So that the commonwealth of Marino may boast, at least, of a nobler original than that of Rome, the one having been at first an asylum for robbers and murderers, and the other a resort of persons eminent for their piety and devotion. The best of their churches is dedicated to the saint, and holds his ashes. His statue stands over the high altar, with the figure of a mountain in its hands, crowned with three castles, which is likewise the arms of the commonwealth. They attribute to his protection the long duration of their state, and look on him as the greatest saint next the blessed virgin. I saw in their statute-book a law against such as speak disrespectfully of him, who are to be punished in the same manner as those convicted of blasphemy.
This petty republic has now lasted thirteen hundred years,[25] while all the other states of Italy have several times changed their masters and forms of government. Their whole history is comprised in two purchases, which they made of a neighboring prince, and in a war in which they assisted the pope against a lord of Rimini. In the year 1100 they bought a castle in the neighborhood, as they did another in the year 1170. The papers of the conditions are preserved in their archives, where it is very remarkable that the name of the agent for the commonwealth, of the seller, of the notary, and the witnesses, are the same in both the instruments, tho drawn up at seventy years' distance from each other. Nor can it be any mistake in the date, because the popes' and emperors' names, with the year of their respective reigns, are both punctually set down. About two hundred and ninety years after this they assisted Pope Pius the Second against one of the Malatestas, who was then, lord of Rimini; and when they had helped to conquer him, received from the pope, as a reward for their assistance, four little castles. This they represent as the flourishing time of the commonwealth, when their dominions reached half-way up a neighboring hill; but at present they are reduced to their old extent....
The chief officers of the commonwealth are the two capitaneos, who have such a power as the old Roman consuls had, but are chosen every six months. I talked with some that had been capitaneos six or seven times, tho the office is never to be continued to the same persons twice successively. The third officer is the commissary, who judges in all civil and criminal matters. But because the many alliances, friendships, and intermarriages, as well as the personal feuds and animosities, that happen among so small a people might obstruct the course of justice, if one of their own number had the distribution of it, they have always a foreigner for this employ, whom they choose for three years, and maintain out of the public stock. He must be a doctor of law, and a man of known integrity. He is joined in commission with the capitaneos, and acts something like the recorder of London under the lord mayor. The commonwealth of Genoa was forced to make use of a foreign judge for many years, while their republic was torn into the divisions of Guelphs and Ghibelines. The fourth man in the state is the physician, who must likewise be a stranger, and is maintained by a public salary. He is obliged to keep a horse, to visit the sick, and to inspect all drugs that are imported. He must be at least thirty-five years old, a doctor of the faculty, and eminent for his religion and honesty, that his rashness or ignorance may not unpeople the commonwealth. And, that they may not suffer long under any bad choice, he is elected only for three years.

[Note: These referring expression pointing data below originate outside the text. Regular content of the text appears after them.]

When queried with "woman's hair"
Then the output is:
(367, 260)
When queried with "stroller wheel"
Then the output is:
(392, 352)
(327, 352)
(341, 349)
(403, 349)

The people are esteemed very honest and rigorous in the execution of justice, and seem to live more happy and contented among their rocks and snows, than others of the Italians do in the pleasantest valleys of the world. Nothing, indeed, can be a greater instance of the natural love that mankind has for liberty, and of their aversion to an arbitrary government, than such a savage mountain covered with people, and the Campania of Rome, which lies in the same country, almost destitute of inhabitants.
PERUGIA[26]
BY NATHANIEL HAWTHORNE
We pursued our way, and came, by and by, to the foot of the high hill on which stands Perugia, and which is so long and steep that Gaetano took a yoke of oxen to aid his horses in the ascent. We all, except my wife, walked a part of the way up, and I myself, with J——[27] for my companion, kept on even to the city gate, a distance, I should think, of two or three miles, at least. The lower part of the road was on the edge of the hill, with a narrow valley on our left; and as the sun had now broken out, its verdure and fertility, its foliage and cultivation, shone forth in miraculous beauty, as green as England, as bright as only Italy.
Perugia appeared above us, crowning a mighty hill, the most picturesque of cities; and the higher we ascended, the more the view opened before us, as we looked back on the course that we had traversed, and saw the wide valley, sweeping down and spreading out, bounded afar by mountains, and sleeping in sun and shadow. No language nor any art of the pencil can give an idea of the scene....
We plunged from the upper city down through some of the strangest passages that ever were called streets; some of them, indeed, being arched all over, and, going down into the unknown darkness, looked like caverns; and we followed one of them doubtfully, till it opened, out upon the light. The houses on each side were divided only by a pace or two, and communicated with one another, here and there, by arched passages. They looked very ancient, and may have been inhabited by Etruscan princes, judging from the massiveness of some of the foundation stones. The present inhabitants, nevertheless, are by no means princely, shabby men, and the careworn wives and mothers of the people, one of whom was guiding a child in leading-strings through these antique alleys, where hundreds of generations have trod before those little feet. Finally we came out through a gateway, the same gateway at which we entered last night.